Le Monde. 4 février 2018
"Mardi 30 janvier, sous une pluie froide, deux personnes ont
accompagné, de l'Institut médico-légal de Paris au cimetière de Thiais,
Alain Poux (17 juin 1963-25 décembre 2017), Carmen Chavet (15 mai
1927-1er janvier 2018), Geneviève Bouley (1932-2017) et Serge Vildeuil
(1960-2017). Elles ont lu un petit texte devant la tombe de ces défunts
dont elles ignoraient jusque-là l'existence. Elles ont déposé une fleur
pour réchauffer la pierre. Puis elles se sont rendues dans un café, ont
consigné dans un classeur ce sobre cérémonial et publié un hommage sur
Facebook.
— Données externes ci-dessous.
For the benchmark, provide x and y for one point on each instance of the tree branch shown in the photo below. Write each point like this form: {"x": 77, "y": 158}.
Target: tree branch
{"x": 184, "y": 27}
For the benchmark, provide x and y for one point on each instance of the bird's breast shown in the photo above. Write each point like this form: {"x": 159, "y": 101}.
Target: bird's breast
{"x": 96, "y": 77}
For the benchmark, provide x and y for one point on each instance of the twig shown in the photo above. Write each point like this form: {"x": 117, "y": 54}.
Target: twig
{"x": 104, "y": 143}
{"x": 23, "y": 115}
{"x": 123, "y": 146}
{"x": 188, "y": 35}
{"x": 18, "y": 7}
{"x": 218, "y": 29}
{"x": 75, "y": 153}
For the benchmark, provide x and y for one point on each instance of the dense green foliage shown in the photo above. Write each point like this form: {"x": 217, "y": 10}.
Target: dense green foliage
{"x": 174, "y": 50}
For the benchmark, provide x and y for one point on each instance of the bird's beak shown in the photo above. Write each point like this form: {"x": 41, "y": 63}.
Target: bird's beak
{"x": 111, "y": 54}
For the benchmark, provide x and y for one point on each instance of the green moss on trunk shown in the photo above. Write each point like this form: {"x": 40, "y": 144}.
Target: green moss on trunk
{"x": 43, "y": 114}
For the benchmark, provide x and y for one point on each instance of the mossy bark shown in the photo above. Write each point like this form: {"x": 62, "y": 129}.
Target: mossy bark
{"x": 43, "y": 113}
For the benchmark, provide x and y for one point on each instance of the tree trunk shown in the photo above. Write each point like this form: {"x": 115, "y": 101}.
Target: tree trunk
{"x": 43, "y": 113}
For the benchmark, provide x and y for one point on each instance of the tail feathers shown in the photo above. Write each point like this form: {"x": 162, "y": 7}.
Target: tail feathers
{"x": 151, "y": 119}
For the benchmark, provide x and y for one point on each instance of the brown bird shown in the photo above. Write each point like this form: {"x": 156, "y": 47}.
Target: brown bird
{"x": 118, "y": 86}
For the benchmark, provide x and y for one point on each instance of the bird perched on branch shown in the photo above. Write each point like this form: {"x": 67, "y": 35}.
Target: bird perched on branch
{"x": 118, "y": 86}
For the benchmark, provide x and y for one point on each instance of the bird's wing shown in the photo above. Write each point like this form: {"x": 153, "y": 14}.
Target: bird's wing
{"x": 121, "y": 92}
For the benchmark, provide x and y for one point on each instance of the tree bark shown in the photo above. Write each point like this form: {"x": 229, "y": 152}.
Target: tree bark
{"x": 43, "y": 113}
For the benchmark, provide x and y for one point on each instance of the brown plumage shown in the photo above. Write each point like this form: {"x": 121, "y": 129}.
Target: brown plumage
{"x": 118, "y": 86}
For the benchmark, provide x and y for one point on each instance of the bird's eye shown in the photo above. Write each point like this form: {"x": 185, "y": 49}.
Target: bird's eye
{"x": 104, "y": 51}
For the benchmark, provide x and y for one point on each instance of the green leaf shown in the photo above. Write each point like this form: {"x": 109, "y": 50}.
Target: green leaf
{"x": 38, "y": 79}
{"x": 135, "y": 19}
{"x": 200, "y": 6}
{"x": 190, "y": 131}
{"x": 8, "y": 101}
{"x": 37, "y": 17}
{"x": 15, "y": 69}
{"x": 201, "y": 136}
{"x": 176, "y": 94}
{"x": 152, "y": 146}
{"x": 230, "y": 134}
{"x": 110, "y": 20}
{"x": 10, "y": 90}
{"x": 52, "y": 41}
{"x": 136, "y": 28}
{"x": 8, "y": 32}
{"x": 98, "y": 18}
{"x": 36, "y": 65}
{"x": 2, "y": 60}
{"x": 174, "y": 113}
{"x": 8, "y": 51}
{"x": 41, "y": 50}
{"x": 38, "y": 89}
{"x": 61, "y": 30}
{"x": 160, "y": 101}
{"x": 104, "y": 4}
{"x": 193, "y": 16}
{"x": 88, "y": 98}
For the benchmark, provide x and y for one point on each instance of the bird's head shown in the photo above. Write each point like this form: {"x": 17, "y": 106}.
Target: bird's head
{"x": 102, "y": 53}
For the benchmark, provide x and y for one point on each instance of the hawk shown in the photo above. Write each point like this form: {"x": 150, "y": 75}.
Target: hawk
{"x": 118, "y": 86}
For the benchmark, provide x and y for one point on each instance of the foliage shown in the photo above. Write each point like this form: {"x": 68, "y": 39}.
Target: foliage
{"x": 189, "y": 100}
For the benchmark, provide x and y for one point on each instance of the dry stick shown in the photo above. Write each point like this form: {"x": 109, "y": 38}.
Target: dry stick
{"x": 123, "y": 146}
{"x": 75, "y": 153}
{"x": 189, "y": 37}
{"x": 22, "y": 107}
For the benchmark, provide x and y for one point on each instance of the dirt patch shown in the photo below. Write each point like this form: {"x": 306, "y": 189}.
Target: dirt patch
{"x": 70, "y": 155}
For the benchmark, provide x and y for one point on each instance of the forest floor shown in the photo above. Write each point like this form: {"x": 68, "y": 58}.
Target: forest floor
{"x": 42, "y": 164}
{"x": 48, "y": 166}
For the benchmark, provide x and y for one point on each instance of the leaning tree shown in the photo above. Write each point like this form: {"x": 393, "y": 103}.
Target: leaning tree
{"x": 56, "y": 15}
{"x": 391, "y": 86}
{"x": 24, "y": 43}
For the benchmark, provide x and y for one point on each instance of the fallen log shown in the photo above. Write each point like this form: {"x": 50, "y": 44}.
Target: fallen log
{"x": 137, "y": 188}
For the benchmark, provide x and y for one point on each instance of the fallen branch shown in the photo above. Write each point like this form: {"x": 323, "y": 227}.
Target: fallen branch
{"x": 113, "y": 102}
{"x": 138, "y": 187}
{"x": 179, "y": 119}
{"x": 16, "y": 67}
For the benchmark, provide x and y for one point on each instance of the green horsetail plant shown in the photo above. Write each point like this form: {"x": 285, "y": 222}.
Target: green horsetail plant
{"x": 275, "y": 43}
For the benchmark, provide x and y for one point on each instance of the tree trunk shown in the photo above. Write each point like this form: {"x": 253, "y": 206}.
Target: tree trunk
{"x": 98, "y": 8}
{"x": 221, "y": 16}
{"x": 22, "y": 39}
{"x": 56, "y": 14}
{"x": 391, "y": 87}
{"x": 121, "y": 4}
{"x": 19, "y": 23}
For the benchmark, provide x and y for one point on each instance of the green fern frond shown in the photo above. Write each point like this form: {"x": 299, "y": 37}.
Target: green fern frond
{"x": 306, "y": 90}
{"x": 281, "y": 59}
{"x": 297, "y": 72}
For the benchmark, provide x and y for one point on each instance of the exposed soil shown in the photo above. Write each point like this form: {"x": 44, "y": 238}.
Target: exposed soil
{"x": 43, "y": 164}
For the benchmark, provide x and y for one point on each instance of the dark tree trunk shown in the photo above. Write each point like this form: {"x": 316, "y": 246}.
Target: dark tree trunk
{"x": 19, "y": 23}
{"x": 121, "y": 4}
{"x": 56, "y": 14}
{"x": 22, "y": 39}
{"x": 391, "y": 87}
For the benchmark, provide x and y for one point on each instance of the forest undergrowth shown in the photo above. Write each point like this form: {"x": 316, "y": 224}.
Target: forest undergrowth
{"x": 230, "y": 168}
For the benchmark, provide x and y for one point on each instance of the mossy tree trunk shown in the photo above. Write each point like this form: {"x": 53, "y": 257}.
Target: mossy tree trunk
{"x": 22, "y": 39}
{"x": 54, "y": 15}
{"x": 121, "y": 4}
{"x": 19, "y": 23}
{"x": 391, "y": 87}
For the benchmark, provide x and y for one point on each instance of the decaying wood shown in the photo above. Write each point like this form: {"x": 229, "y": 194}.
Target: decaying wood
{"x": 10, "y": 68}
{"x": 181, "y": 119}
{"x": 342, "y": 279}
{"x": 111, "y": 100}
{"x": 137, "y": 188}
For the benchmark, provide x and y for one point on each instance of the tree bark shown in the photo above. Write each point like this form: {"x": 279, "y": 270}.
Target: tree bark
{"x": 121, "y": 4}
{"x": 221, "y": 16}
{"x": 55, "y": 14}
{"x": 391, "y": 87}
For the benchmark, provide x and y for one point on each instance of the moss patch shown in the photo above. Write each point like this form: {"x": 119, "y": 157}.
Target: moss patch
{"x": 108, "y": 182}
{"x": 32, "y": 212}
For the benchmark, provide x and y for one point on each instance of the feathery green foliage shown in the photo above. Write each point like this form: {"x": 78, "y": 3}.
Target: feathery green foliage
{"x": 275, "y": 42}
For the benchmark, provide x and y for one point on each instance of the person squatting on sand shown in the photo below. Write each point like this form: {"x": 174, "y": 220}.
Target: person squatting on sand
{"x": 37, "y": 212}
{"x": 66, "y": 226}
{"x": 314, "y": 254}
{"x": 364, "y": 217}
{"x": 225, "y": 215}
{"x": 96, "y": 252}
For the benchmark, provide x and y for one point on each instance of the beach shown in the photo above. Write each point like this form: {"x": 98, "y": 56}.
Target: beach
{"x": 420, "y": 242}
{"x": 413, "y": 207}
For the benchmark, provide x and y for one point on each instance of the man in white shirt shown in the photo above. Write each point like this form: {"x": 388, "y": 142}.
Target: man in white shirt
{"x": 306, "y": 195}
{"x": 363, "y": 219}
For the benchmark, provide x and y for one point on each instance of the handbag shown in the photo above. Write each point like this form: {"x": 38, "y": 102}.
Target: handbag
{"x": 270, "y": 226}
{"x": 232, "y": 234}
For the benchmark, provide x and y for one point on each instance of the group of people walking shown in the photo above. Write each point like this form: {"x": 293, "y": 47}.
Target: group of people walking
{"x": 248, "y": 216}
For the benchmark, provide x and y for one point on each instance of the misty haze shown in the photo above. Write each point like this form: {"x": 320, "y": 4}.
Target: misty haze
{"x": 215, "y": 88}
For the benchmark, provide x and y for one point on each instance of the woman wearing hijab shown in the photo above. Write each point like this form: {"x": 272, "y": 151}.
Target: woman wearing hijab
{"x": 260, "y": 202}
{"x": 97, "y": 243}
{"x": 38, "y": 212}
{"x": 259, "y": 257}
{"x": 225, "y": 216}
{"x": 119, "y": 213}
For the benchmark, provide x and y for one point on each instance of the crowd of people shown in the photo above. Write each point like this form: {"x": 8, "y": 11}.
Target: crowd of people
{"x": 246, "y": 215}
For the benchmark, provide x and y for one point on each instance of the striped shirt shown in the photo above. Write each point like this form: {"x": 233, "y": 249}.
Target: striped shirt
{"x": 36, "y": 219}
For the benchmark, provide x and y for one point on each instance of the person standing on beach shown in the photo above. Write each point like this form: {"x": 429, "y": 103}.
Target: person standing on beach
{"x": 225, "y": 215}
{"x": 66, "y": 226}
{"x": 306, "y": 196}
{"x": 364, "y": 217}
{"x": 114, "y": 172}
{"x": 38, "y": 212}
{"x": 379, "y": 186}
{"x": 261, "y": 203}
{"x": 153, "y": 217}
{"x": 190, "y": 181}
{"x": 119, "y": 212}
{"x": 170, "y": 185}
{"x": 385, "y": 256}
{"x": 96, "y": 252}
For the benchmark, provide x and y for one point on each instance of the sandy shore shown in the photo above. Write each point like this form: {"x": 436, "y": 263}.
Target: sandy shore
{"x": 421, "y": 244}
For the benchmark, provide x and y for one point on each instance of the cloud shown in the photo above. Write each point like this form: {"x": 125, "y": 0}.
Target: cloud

Deux fois par semaine depuis 2004, cinquante bénévoles du
collectif Les Morts de la rue se relaient pour accorder à des inconnus
cette dernière courtoisie, cette ultime civilité : qu'ils ne partent pas
seuls, corps et âme. "
Il arrive que la vie se télescope avec nos lectures. Lundi, je découvre
ce court article du Monde au petit-déjeuner, avant d'entamer ma tournée.
Un vieux patient habitué m'attend vers dix heures, ma visite sera sans
doute la seule qu'il recevra de la semaine, mais ce matin il ne répond
pas. Je reviens une heure plus tard, puis lui téléphone, en vain,
m'inquiète. La suite se devine sans peine, la mort au pied du lit, la
recherche d'une famille qu'il n'a plus, le transport de la dépouille
vers la morgue du cimetière en attendant une inhumation anonyme. Étrange
monde tout de même où on peut disparaître sans une larme écrasée au coin
de l’œil, sans un avis mortuaire, sans une cérémonie d'adieu fut-elle
succincte. Un rond dans l'eau, qui s'efface dans la minute, et puis rien.
Lu dans:
Benoît Hopquin. Mort de quelqu'un. Le Monde. 4 février 2018, page 28.